Joseph Safuto, a person experiencing homelessness, sued the City of Los Angeles, challenging the city's practice of towing vehicles as a mechanism for collecting debt — in this case two unpaid parking tickets that resulted in a lapsed registration.
At the time of the tow, Safuto was enrolled in the Community Assistance Parking Program, which allows people experiencing homelessness to pay off outstanding parking tickets by performing community service. Safuto informed the officer who towed his vehicle that he had submitted necessary proof and fees to register his car, and that he was participating in the Community Assistance Parking Program, but the officer had the car towed anyway.

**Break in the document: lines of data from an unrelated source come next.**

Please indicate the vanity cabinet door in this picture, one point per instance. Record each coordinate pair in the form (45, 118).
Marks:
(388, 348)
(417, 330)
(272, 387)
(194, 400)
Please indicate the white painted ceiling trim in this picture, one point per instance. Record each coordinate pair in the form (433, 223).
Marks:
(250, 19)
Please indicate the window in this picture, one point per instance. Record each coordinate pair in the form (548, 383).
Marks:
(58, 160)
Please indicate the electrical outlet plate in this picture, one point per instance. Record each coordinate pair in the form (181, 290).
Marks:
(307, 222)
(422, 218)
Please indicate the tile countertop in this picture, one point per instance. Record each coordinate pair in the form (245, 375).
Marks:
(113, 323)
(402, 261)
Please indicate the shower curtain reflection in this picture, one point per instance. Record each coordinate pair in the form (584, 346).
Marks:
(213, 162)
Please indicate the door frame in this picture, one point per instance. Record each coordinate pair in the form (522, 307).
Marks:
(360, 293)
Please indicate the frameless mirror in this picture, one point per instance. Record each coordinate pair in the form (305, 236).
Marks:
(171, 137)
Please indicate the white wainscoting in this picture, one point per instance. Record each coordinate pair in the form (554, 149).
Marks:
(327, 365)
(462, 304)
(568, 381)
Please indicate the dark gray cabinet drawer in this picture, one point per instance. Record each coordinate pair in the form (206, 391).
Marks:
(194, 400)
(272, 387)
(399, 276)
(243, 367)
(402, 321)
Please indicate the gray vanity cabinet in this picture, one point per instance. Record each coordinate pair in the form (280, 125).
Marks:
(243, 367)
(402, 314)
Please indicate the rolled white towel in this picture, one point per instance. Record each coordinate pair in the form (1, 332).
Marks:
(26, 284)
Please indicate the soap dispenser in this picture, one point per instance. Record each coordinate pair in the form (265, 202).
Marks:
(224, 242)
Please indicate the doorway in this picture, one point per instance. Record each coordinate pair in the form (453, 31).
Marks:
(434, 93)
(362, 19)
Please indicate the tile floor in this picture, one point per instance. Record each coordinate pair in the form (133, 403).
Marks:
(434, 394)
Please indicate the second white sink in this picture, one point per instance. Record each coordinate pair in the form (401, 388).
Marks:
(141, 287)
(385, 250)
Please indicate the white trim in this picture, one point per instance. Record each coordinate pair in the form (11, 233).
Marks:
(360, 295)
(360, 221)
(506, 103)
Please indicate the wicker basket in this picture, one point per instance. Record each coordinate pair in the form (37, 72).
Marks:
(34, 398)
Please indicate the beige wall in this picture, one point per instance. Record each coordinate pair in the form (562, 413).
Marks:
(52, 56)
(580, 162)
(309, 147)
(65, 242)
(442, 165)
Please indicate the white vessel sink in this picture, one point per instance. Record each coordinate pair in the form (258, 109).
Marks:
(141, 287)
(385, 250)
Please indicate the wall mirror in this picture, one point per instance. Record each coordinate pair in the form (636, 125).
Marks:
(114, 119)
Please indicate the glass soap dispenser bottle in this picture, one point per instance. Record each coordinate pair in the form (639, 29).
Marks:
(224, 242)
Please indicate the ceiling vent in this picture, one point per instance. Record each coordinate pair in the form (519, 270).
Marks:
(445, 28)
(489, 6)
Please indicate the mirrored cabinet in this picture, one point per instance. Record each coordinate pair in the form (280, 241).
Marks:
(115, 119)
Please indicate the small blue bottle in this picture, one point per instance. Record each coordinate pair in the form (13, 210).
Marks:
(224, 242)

Safuto later presented this information at an administrative hearing, where he contested the tow, but the administrative officer only considered that the car had not been registered at the time of the tow. Because Safuto was unable to pay the fees associated with the tow — including a $115 City of Los Angeles "vehicle release fee," a $41.50 daily storage fee, and a $70 lien processing fee — the towing company sold his car at lien sale. Despite the fact that the car was sold, Safuto was charged $1004.50 to cover the lien and he still had to do the community service to work off the parking ticket debt.
The lawsuit challenges the city's practice of towing vehicles without a public safety justification solely because of lapsed registration, and it challenges the way the city conducts towing hearings.